Hack Your Brain: Bionic Reading — Panacea Or Placebo?

In the Star Trek episode Space Seed, [Khan] famously said, “Improve a mechanical device, and you may double productivity. But improve man, you gain a thousandfold.” Most of our hacks center on the mechanical or electromechanical kind, but we do have an interest in safely improving ourselves. The problem is that most of us don’t want to mess with our DNA or have surgery, so it sort of limits our options.

We are always interested in less invasive hacks, so we certainly took note of Bionic Reading. However, a recent paper claims to debunk the claims of benefits. The company promoting the technology claims a Swiss University study showed that while the results were not clear, “the majority had a positive effect.” They also claim, anecdotally, that the technique can help those with dyslexia. What’s the truth? We don’t know, but it is an interesting discussion to follow.

If you haven’t seen it before, Bionic Reading — which, by the way, may not be free to use — is a way of using a dark font to emphasize certain key parts of words. For example, you can read this article using Bionic Reading. [Daniel Doyon] analyzed reading by 2,074 testers and found that participants actually read slower when using the Bionic Reading technique.

Even if you aren’t especially interested in Bionic Reading, the experiment design to account for taking random data from the Internet is pretty interesting all by itself. For example, they removed data from “tire-kickers” and “quitters” from the pool. To their credit, though, they did make all the data available both filtered and unfiltered.

We think you might get more mileage from entrainment. We’ve seen many brain hacks over the years, some of which even make sense.

17 thoughts on “Hack Your Brain: Bionic Reading — Panacea Or Placebo?

      1. I loved it! My brain relaxed with bionic reading but wad worse for my husband. I think it might be more add than dyslexia or even something else, but interesting that I want to read everything in it!

      2. or perhaps we have different dislexia fueled
        adaptations for reading

        l for one, read words by their over all shape not the individual letters
        so new words, and “sounding things out” is really slow and hard
        for me the bionic thing made every word a “new” word so l had to look at the letters (which my brain tends to invert/scramble)
        slowing me down a lot

        but l can imagine that a dislexic person who doesn’t do word-shape-recognition would find the forced order of the bionic thing quite helpful

        fascinating things brains

  1. First, they monetized search. Then, human interactions and markets. Then they tried to interpose themselves in human perception. Then came hospitality and peer-to-peer transport.

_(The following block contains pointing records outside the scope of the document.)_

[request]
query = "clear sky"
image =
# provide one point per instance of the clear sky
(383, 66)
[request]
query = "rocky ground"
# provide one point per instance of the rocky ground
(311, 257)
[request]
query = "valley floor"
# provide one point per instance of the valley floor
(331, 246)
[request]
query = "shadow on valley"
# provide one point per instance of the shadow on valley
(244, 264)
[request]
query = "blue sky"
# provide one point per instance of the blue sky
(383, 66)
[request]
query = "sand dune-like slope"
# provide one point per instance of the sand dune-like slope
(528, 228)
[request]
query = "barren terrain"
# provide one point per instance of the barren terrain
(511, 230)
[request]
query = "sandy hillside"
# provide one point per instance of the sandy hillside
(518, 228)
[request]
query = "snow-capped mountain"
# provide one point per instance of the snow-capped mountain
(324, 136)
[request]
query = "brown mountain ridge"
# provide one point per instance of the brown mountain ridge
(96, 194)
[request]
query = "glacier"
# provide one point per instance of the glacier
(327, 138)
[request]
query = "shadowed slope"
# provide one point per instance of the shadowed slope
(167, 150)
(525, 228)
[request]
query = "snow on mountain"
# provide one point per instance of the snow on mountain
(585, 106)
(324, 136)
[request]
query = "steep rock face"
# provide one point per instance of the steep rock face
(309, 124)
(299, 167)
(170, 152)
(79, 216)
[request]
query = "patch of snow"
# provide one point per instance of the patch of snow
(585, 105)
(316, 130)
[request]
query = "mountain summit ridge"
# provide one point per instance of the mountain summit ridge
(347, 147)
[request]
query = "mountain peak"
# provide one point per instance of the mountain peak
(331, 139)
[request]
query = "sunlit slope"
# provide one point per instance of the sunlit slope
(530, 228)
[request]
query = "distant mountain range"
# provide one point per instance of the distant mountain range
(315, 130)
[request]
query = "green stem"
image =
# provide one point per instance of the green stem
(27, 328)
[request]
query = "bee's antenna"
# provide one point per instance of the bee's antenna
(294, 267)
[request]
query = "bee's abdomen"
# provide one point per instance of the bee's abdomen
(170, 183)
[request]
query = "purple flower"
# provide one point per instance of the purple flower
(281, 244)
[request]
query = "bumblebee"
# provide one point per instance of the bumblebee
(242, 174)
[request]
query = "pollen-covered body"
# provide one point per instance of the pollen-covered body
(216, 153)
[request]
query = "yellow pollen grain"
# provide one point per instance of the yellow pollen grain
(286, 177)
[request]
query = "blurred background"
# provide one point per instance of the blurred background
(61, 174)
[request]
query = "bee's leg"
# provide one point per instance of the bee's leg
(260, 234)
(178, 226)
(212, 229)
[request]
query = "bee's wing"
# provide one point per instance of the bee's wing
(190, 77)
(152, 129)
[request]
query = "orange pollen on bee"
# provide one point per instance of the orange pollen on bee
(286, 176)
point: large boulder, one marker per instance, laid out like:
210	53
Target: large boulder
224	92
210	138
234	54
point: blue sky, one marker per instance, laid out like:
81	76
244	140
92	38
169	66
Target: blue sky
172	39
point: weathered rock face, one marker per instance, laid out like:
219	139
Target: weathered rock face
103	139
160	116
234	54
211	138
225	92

    Now they want to interpose themselves between my reading and me?

    Sometimes, I’m glad I’m that old. It’ll be others to figure out that stinking mess. OTOH, I feel ashamed for leaving behind this for others to figure out.

  2. from their main page:
    > The Intellectual Property of Bionic Reading is based on Patent, Trademark and Copyright Laws.
    It looks like GB2552586A is the patent that list the rules for Bionic Reading.
    1 all words are displayed as Bionic.
    2 3/5 of the beginning of a word is bold
    3 2/5 of the end of a word is normal

    7 leave numbers alone

    1. sorry messed up 2 and 3 are both part of 2 and
      3 is “3 letter words, only the first letter is bold, the remaining 2 letters are normal font”

      Page 4 of 27 of the above patent lists the 7 rules.

  3. I think it slows me down. But I am used to the technique where you recognise the whole of the word and don’t read it letter by letter, speaking in your head, and just flash each word to brain, kinda. Forgot the conventional method of describing it. This makes me stutter the word in two halves. Potentially a speedup for that “whole word” technique would be to darken the middle letter of a word to center the focus point and let the letters either side impinge on consciousness…..

    Where there are a lot of new or compound words, that need parsing from their roots, i.e. medical, biological, chemical terminology, then I get slowed to “speaking in my head” for those until that word has appeared a couple of times. But I don’t think that technique will help with that either.

  4. “Most of our hacks center on the mechanical or electromechanical kind, but we do have an interest in safely improving ourselves. ”

    That AR contact lens could be an example of “improving ourselves”.

    1. Lets see it summarize Prost better than me.

      Summary: A half smart wanker wastes a bunch of time thinking on questions with no answers. He then realizes the life is for living and sets out to get drunk and laid. The end.

      Only ever read other summaries, not being batshit.